COLSA Corporation has purchased 1,566 dual-processor 1U rack-mount 64-bit Xserve G5 servers from Apple to build a new supercomputer that the company hopes will be one of the fastest in the world.
The supercomputer, named MACH 5, is expected to deliver a peak performance capability of more than 25 teraflops at a cost of US$5.8 million and will be used to model the complex aero-thermodynamics of hypersonic flight for the U.S. Army.
“We expect MACH 5 to rank as one of the most powerful supercomputers on the planet,” said Anthony DiRienzo, executive vice president at COLSA Corporation.
“According to the November 2003 Top 500 supercomputer list, it would rank second only to Japan’s $350 million Earth Simulator computer at less than two percent of the cost,” said DiRienzo. “We evaluated PC-based proposals from other vendors but none came close to delivering either the price, performance or manageability of the Apple Xserve G5.”
“Apple is honored that COLSA chose the Xserve G5 to build their supercomputer cluster,” said Philip Schiller, Apple’s senior vice president of worldwide product marketing.
“The groundbreaking 64-bit performance and incredible I/O capabilities of the Xserve G5, combined with the reliability and scalability of our Unix-based Mac OS X Server software deliver high performance computing solutions perfect for anyone looking to cluster from two to thousands of nodes, at an unbeatable price.”
Going Online in Fall 2004
The Xserve G5 supercluster system is expected to be online and working for the Aviation and Missile Research, Development and Engineering Center (AMRDEC) division of the U.S. Army Research and Development Command by late Fall.

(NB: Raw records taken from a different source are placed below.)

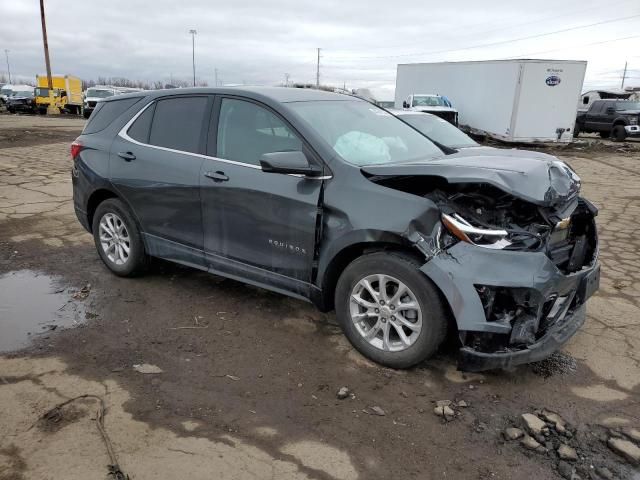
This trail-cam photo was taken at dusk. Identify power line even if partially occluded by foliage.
[338,0,637,52]
[333,14,640,60]
[507,35,640,59]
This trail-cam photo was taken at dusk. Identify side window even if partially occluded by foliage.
[127,104,156,143]
[215,98,302,165]
[149,97,207,153]
[82,97,141,133]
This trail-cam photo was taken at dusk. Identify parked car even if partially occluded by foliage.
[71,87,600,370]
[7,87,36,113]
[573,100,640,142]
[389,109,558,162]
[82,85,120,118]
[402,94,458,127]
[0,83,33,104]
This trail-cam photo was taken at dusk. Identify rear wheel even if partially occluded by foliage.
[335,252,447,368]
[92,198,148,277]
[611,125,627,142]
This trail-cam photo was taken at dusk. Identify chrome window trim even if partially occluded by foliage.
[118,100,333,180]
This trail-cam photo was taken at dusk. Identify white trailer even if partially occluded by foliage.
[395,60,587,142]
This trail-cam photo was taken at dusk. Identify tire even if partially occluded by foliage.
[335,252,447,368]
[611,125,627,142]
[92,198,149,277]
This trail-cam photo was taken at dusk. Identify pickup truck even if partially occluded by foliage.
[402,94,458,127]
[573,100,640,142]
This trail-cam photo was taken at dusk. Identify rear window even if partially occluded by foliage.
[127,103,156,143]
[82,97,141,134]
[149,97,208,153]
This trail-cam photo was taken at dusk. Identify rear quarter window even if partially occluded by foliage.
[82,97,142,134]
[149,96,208,153]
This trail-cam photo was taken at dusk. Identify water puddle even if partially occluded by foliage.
[0,270,85,352]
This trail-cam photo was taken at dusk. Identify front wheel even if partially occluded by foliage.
[92,198,148,277]
[335,252,447,368]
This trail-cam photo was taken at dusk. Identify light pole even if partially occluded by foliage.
[189,29,198,87]
[4,48,11,83]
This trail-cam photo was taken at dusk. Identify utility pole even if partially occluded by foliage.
[40,0,60,115]
[316,48,321,88]
[4,48,11,83]
[189,29,198,87]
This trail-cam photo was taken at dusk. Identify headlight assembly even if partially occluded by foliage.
[442,213,511,250]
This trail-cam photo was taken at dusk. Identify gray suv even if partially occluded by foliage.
[71,87,600,370]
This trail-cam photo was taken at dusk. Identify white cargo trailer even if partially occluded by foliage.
[395,60,587,142]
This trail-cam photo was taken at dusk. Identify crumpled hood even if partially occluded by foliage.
[361,150,580,207]
[407,105,458,112]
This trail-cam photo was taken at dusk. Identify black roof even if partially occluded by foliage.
[103,86,359,103]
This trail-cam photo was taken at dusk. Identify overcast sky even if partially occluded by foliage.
[0,0,640,99]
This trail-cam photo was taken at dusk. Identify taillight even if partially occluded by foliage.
[71,140,82,160]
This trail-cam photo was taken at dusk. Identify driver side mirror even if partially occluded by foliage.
[260,151,322,177]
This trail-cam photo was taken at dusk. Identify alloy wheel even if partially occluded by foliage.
[349,274,422,352]
[98,213,131,265]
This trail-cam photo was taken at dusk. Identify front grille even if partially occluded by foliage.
[547,200,598,273]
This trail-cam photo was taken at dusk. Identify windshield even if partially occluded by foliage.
[398,113,478,148]
[411,95,447,107]
[87,88,115,98]
[288,100,442,166]
[616,102,640,110]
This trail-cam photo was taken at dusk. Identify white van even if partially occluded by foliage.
[0,83,34,105]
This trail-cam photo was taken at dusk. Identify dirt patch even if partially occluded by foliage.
[0,445,27,480]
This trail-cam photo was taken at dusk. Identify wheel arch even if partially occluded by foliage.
[313,232,425,312]
[87,188,120,230]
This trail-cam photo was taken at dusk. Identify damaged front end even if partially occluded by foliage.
[364,156,600,371]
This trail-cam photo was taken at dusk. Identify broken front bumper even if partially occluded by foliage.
[421,242,600,371]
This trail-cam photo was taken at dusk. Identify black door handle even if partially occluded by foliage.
[204,170,229,182]
[118,152,136,162]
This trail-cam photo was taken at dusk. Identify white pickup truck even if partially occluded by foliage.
[402,93,458,127]
[82,85,120,118]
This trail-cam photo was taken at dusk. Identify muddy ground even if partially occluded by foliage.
[0,115,640,480]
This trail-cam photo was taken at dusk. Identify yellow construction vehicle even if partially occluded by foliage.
[36,75,82,115]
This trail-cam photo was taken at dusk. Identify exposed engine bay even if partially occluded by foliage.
[374,176,597,353]
[375,176,597,273]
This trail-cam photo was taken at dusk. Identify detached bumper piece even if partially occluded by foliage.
[421,204,600,371]
[458,265,600,372]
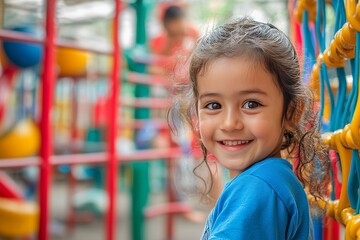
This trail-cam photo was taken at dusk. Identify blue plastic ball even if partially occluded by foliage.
[3,26,43,68]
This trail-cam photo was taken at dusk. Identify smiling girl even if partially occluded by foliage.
[170,18,329,240]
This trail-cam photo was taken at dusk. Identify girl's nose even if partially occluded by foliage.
[221,110,244,131]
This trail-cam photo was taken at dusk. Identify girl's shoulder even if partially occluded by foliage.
[224,158,307,211]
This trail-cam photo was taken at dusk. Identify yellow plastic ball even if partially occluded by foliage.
[0,198,39,237]
[56,48,90,77]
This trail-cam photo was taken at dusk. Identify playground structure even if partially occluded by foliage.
[289,0,360,239]
[0,0,195,240]
[5,0,360,240]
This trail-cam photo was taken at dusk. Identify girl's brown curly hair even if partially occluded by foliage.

This acquisition is the second phase of a multiyear COLSA program to create a center of excellence in Huntsville, Alabama for high-performance computing.
Through the efforts of Senator Richard Shelby, a long-term supporter of bringing this advanced capability to Huntsville, the new system will benefit both the U.S. Army and NASA for the National Aerospace Initiative and their research-and-development objectives.
Apple’s dual-processor 64-bit Xserve G5 server delivers 30 gigaflops of processing power per system, according to the company, which is about 60 percent more than the PowerPC G4-based Xserve.